He sat atop the pile of corpses, still catching his breath. Not human. They were never human.
Twisted things—limbs too long, jaws split three ways, claws still twitching in the dim. Their blood was black and smoking, eating into the stone beneath like acid. Fumes curled up around him, mixing with the scent of sweat, steel, and ash.
He didn't bother cleaning the blade.
Dareth's sword—now his—rested against his shoulder, its ivory grip darkened by blood and the heat of battle. The scrap of wine-red cape he had tied around the hilt fluttered gently in the draft rising from the depths.
Beneath the blade, clutched in a pouch at his hip, lay the Marshal's insignia—a silver badge worn only by those entrusted with command over entire crusades.
He hadn't spoken since the fight. There was no one to hear him. Yet, the silence itself felt sacred—like a cathedral carved in hell. He looked down at his own armor, blackened, cracked, and stinking of demon bile. The patchwork plates were loose again; one gauntlet was dangling by a frayed strap.
The blood-painted Cross of Saint Peter across his chest remained unburning. No high demon, then. Not yet.
He exhaled slowly, stood, and stepped down from the heap. The ground beneath him crunched wetly under claw and bone.
Then he paused—nose tightening.
The stench was worse ahead. He could smell it, even through the helmet's filters: sulfur, decay, and something else—wet heat, like breath from an open furnace. Without hesitation, he turned his visor to low-light mode and advanced into the black. Deeper into the wound, deeper into the rot, deeper into the nest.
The tunnel pulsed around him.
What began as cracked stone, scorched and split by the force of the invasion, had melted into something wrong—raw, living, wet. Flesh had replaced soil, dark and veined, stretched taut between the broken bones of the earth. It shifted beneath his boots like stretched hide, flexing faintly with the rhythm of some distant heartbeat.
The air was hotter now, thick with sulfur and blood. Not blood like a battlefield—but blood as in the inside of a body, where it never should be seen. He knew what this was.
"A nest," he whispered.
The demon wound had matured. Not just a tear in the crust of the planet, not just a tunnel of war—but a birthing place. The earth had been digested, consumed from within and reformed in the image of the abyss. He kept walking.
Veins the size of his wrist throbbed along the walls, black and red, twitching as he passed. Strange growths jutted out like cysts—some burst and leaking, others still swelling. In one, he saw a human face stretched behind a thin membrane—mouth open in a scream that never came. He did not stop.
When he found a stretch of flesh not slick with bile, he raised Dareth's blade and carved into it.
The Flame of the Throne—cut in swift, practiced lines. The Cross of Saint Jude followed shortly after. Each one seared faintly as the blade touched the corrupted tissue, glowing white with holy resistance.

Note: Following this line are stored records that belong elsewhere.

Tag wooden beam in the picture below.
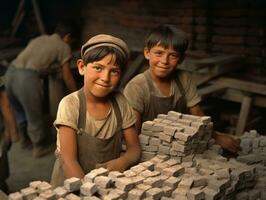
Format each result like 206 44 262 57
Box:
198 85 226 99
31 0 45 34
219 89 266 108
236 96 252 136
211 77 266 95
0 190 8 200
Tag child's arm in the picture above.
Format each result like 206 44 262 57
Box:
98 126 141 172
59 126 85 178
189 104 241 153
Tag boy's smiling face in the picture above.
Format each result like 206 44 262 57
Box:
144 44 181 79
78 54 121 98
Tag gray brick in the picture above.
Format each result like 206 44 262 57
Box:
94 176 113 188
64 177 81 192
20 187 38 200
8 192 23 200
40 190 56 200
80 182 98 196
146 188 163 200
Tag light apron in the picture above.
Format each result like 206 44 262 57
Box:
142 70 187 122
51 89 122 188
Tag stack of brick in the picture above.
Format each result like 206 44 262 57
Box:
139 111 213 163
237 130 266 165
9 150 263 200
237 130 266 199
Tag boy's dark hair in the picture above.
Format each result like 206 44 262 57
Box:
145 24 188 55
54 22 78 38
83 46 128 71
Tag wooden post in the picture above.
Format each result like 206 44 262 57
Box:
31 0 45 34
236 95 252 136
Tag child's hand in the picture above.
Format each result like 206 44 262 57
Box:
215 133 241 153
96 157 126 172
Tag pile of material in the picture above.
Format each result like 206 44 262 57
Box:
9 112 266 200
9 150 263 200
139 111 213 162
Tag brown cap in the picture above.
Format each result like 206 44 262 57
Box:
81 34 129 58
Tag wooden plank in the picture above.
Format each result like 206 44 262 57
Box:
198 85 226 98
236 96 252 136
211 77 266 95
0 47 23 60
31 0 45 34
0 190 8 200
219 89 266 108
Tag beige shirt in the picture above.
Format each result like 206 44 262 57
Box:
54 92 136 150
12 34 72 72
124 71 201 113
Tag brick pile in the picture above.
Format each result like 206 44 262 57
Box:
9 153 263 200
9 111 266 200
237 130 266 199
139 111 213 163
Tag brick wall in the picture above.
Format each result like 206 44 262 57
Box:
81 0 266 72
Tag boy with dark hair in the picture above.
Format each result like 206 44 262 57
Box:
6 24 77 157
124 25 239 152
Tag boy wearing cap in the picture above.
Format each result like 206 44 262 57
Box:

The wound shuddered, a wet, sickened groan trembled through the corridor. Good.
He went deeper.
The walls closed in tighter, narrowing like a throat. Strange appendages hung from the ceiling—tendons, maybe, or umbilical cords, twitching and dripping with fluids that hissed where they hit the floor.
He passed another growth. This one looked like a half-born creature, still connected to the wall. Its eyes fluttered open as he passed. Then it hissed, weakly, before curling back into sleep.
He gripped the hilt of his sword harder.
"I should burn this whole planet," he muttered. "But I cannot."
The heartbeat was louder now. Faster.
The stench of sulfur and rot became overwhelming—almost to the point of blacking out his senses. His helmet's filters struggled to keep it out, but nothing could truly separate him from the stink of the Pit.
He carved another symbol, even though his hands ached. The Wheel of the Saints. It flickered, like a candle in wind.
Then he heard it, breathing. Not his, though, no, it wasn't human. A slow, thick inhale, wet, low, and very close. He raised his sword again, slowly, and stepped forward into a wider chamber.
The walls here throbbed, pulsing with slick fluid and dull, organic light. Sacs lined the flesh like tumors—some still swollen with writhing forms, others burst and empty, their contents long scuttled off into the dark. Pools of amniotic slime hissed as he stepped through them, sticking to his boots like tar.
And then he saw her. The Nest Guardian. She stood in the far curve of the chamber, her body half-fused to the wall—as if grown from it, or returned to it. Her flesh was pale and stretched, covered with row upon row of swollen, leaking nipples, some still dripping thick white fluid onto the ground. Beneath her bloated torso, she had no legs—only a nest of rootlike tendons, anchoring her to the pulsating floor.
Her arms, however, were anything but weak. Two scythe-like limbs, black and serrated, curled outward from her shoulders—like a praying mantis sculpted from bone and hatred. They moved with slow, deliberate grace.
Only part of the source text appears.